The longer you are here the more you will come to rely on it.

Glad you are feeling better.

Maureen, I can’t completely relate to what you are feeling but can on some level. There is a guy here at work that is Anorexic. It is unusual for a guy to be anorexic and very unusual for a 35 year old to be. I am watchining him kill himself. I have been anorexic myself an I have a very real need to try to save him. I really care about him. But, I know you really have very little control in this world. I for one would much rather have you as a nurse than many others I know. Take a vacation. Talk here. Take a breather. You will come back stronger. This woman that died wouldn’t want you to quit would she?

Maureen,

Please stick it out if you possibly can recover your equilibrium (the idea of a vacation is a good one!). I’ve had a couple of hospitalizations in the past couple of years, and good nursing made all the difference in the world! Not to my overall health, which wasn’t really threatened, but to my pain level and so on. The doctors in hospitals tend to be in and out, barely seeing the patients they visit. It’s the nurses who give the care. I hate to think what a visit to the hospital would be like without the competence and caring of the grossly underpaid, under-respected, and over-worked nurses who keep things going.
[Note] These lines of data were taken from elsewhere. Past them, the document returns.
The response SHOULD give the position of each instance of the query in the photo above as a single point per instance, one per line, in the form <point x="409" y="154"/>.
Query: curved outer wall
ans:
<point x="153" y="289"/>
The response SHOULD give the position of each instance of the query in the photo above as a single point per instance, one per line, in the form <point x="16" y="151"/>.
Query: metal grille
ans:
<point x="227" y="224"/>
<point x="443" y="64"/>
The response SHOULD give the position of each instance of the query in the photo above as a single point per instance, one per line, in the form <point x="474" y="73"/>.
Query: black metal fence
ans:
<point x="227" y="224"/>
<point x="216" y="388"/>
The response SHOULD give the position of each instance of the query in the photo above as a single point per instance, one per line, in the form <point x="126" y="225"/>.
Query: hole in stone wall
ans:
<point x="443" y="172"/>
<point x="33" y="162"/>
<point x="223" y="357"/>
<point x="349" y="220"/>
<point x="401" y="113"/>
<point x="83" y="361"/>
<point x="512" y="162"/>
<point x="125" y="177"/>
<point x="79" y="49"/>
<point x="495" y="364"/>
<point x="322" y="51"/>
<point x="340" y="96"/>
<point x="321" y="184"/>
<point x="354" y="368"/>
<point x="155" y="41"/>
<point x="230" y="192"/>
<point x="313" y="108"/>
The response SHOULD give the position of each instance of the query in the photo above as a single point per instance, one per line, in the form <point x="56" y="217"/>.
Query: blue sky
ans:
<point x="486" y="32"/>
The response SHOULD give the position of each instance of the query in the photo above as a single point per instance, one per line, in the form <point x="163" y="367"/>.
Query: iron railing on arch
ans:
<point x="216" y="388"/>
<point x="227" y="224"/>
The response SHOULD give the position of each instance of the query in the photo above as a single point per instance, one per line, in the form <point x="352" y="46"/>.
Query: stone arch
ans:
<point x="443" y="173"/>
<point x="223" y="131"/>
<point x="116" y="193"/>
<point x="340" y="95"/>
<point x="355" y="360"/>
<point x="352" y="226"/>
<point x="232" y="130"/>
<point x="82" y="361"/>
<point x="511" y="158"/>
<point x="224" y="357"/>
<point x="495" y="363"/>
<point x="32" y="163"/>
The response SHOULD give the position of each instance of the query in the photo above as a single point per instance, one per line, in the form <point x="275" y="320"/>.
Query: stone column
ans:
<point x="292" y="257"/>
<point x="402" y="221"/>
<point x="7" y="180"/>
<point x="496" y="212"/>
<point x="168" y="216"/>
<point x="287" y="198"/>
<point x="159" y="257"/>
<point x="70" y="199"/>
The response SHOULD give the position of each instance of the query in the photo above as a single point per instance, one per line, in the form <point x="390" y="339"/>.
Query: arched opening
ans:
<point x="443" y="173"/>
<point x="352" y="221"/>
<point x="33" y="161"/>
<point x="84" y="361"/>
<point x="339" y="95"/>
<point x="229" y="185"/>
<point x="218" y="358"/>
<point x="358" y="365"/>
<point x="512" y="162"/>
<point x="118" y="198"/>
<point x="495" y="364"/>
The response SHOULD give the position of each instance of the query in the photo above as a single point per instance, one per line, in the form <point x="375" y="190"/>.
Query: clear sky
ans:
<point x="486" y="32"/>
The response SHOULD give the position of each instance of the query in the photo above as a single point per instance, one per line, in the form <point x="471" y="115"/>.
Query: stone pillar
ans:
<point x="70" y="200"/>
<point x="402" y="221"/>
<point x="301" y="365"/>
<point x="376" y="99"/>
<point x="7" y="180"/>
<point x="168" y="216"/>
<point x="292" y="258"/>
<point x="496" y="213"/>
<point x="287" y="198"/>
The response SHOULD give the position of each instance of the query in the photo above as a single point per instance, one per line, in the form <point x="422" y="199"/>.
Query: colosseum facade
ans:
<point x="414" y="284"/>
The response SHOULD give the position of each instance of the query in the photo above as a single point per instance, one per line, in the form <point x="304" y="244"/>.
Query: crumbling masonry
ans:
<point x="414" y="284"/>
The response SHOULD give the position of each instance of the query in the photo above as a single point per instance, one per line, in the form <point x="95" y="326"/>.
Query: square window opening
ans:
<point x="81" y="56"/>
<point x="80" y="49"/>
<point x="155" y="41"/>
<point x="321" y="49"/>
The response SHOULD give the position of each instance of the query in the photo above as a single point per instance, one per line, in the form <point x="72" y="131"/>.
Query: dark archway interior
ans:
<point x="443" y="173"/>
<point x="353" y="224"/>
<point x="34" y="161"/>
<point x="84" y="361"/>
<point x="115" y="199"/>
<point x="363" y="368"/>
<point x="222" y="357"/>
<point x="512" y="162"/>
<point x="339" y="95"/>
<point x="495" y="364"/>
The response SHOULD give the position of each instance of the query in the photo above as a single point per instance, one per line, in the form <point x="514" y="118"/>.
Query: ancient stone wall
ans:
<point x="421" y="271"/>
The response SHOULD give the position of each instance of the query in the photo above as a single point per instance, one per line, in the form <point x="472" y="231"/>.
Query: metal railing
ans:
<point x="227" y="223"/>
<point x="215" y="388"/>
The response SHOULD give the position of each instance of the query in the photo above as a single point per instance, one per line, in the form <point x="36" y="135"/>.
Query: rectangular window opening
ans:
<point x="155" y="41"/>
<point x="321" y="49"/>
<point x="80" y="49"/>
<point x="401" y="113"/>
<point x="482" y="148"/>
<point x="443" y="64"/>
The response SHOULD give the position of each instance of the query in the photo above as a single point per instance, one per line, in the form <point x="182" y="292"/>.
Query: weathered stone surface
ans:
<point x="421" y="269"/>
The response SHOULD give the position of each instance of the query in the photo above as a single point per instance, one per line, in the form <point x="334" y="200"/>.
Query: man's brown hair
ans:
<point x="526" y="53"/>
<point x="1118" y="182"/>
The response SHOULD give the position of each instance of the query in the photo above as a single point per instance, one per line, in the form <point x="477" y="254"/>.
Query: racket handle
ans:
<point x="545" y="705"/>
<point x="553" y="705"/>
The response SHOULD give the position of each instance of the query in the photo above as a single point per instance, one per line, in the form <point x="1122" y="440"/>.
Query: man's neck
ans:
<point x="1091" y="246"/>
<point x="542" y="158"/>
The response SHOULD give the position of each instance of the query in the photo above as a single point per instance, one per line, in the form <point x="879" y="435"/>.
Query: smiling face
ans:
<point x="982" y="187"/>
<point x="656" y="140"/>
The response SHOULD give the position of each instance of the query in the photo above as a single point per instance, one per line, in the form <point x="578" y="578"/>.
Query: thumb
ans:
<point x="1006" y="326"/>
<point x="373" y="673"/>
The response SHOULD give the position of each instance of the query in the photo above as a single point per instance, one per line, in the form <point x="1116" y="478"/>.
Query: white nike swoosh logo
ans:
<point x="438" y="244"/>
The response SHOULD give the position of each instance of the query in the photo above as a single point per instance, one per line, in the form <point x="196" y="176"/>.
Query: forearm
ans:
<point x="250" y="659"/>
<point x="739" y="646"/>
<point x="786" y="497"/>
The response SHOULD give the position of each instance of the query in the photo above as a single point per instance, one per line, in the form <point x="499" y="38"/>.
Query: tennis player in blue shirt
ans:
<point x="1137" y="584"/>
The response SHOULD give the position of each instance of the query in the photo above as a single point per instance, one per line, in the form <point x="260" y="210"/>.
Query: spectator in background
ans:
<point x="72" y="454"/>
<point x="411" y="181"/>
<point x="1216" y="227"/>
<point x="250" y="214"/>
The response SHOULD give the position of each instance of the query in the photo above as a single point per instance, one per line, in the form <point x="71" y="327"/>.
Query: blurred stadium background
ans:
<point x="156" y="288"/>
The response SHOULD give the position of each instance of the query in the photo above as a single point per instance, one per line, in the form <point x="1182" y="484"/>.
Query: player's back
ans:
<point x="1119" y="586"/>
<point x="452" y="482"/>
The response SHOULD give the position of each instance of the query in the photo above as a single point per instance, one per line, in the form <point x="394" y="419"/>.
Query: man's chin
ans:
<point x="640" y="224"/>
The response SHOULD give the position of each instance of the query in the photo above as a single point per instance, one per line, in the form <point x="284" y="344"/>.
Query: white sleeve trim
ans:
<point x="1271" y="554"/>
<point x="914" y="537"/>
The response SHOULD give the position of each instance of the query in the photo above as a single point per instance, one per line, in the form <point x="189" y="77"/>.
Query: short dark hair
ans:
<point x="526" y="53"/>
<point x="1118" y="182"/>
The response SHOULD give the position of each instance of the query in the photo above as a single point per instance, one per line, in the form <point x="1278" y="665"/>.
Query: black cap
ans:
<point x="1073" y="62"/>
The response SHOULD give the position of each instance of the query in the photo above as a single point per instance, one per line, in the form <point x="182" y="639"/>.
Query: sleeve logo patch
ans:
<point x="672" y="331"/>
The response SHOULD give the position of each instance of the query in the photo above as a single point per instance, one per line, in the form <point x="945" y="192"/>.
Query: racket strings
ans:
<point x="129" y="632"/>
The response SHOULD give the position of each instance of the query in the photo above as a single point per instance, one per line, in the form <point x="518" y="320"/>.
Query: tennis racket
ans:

And from all of us who have or will some day need your services, thank you!

Go into child care/disabled type stuff. Did time for community service at Misericordia, changed me.
Get a overpaid civil service job, (smee auntie did, and went right back to public, felt she didn’t make a diff.)
Get it back.

Have you spoken to him about your own anorexia as a way to get him talking about his? Not “You’re anorexic and I used to be, too,” but ease into it, maybe joking about the birthday cake somebody has and how you would have reacted to it once. Maybe there is somebody in HR who can talk to him and lay out the options, like counselling. American companies are coming to the realization that a dead worker is expensive to replace.